James Sallis tells stories. Wonderful stories. Rich in character, complex in plot and ultimately satisfying. In "Cypress Groves," we first meet Turner, a man who quickly reveals in his own thoughts his past: unwilling, but competent soldier; a Memphis cop who helped until a fateful day; then a convict; next a therapist and finally a man sitting on the porch of his cabin in the rural nowhere. Lonnie Bates pulls up one day in his jeep bearing a bottle of Wild Turkey. Sallis's mastery of storytelling and dialog is wonderfully demonstrated as Bates moves slowly to the real business at hand: enlisting Turner's in solving a local homicide. The characters are meticulously drawn. Flashbacks illuminate Turner's life, a device many authors mangle, but not Sallis. We meet Don Lee, deputy to Sheriff Bates. Val Bjorn, a lawyer for the state. The Mayor. The local, curmudgeonly doctor who doubles as coroner. Sallis beings this rustic locale to life with the small wrongs villagers bring to the sheriff's attention. This is not pulse-pounding adventure: you feel the slow pace of a small town where not much happens other than people being born, living out their lives and than dying. In this case, the victim, not a local, unknown meets a particularly gruesome untimely end. Bit by bit, Turner uncovers the facts. At heart a mystery, Sallis turns it into a brilliant tapestry of lives lived and unlived. The plot never misses a beat. No need for leaps of faith with Sallis: every tiny bit falls into place in due time, including a surprising ending that had its beginnings decades earlier and thousands of miles away. Save this one for a quiet night or two of reading, preferably with the lights turned down low and maybe some good music in the background. Sallis's storytelling is something to be savored slowly, like a fine wine. Jerry

Convict Cop with a Future

Departing from his well-received series featuring New Orleans African-American PI Lew Griffin ("Ghost of a Flea," "The Long-Legged Fly"), Sallis introduces Turner (no first name), a Vietnam-vet, cop, ex-con and psychotherapist, who has chucked them all for an isolated cabin outside a backwater Tennessee town.He might be content to molder there, but the sheriff comes calling with a bottle of bourbon and a cry for help on a bizarre murder case - a homeless man with a stake driven through his chest and the mayor's mail in his pocket. Sure, Turner was a city homicide cop, but why would any self-respecting lawman seek out a man we already know spent 11 years in prison?It's a question that will have to wait. Sallis develops his story in parallel; the present investigation proceeds between alternating chapters exploring Turner's past. It's a history of abrupt starts and stops, of daring and competence, of tragedy and darkness, intelligence and pain. But in the present Turner moves cautiously into engagement with the people he meets, particularly the easy-going sheriff and another newcomer, a banjo-playing female attorney with the state cops.Sallis' atmospheric, poetic prose delineates the complexities of human relationships, often between the lines. Though his characters build from loss, this story is less dark than previous novels, but his sense of place is as deeply orienting as ever. There's suspense on both sides of the story, but Turner, without apparent effort or desire, takes command of center stage. A fine novel.

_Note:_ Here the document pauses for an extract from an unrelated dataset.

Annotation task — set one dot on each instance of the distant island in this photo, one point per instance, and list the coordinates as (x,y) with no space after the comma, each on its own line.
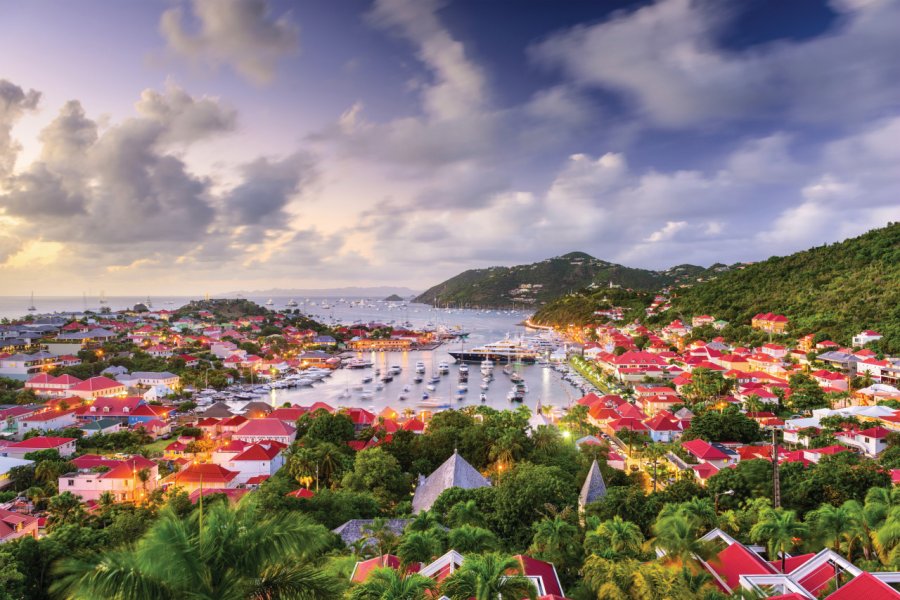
(352,292)
(538,283)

Moving, lyrical and fascinating

James Sallis unfolds Cypress Grove like reverse origami, showing the reader only one tantalizing piece at a time. In this beautifully-written book, two mysteries are gradually described: the present-time, ostensible mystery (a ritualistic murder of a homeless man in a small town) and the mystery of the detective himself, Turner, and how he came to be where and who he is. The former we simply watch in fascination, as we might a complex clockwork. The latter we are drawn inexorably into. We spiral down with Turner through the unavoidable tragedies of his life, only to emerge somewhat unexpectedly into the hopeful light of the ending. This is possibly Sallis' most openly optimistic book, but it loses none of his trademark style, seamlessly blending the hard-boiled with the sublime.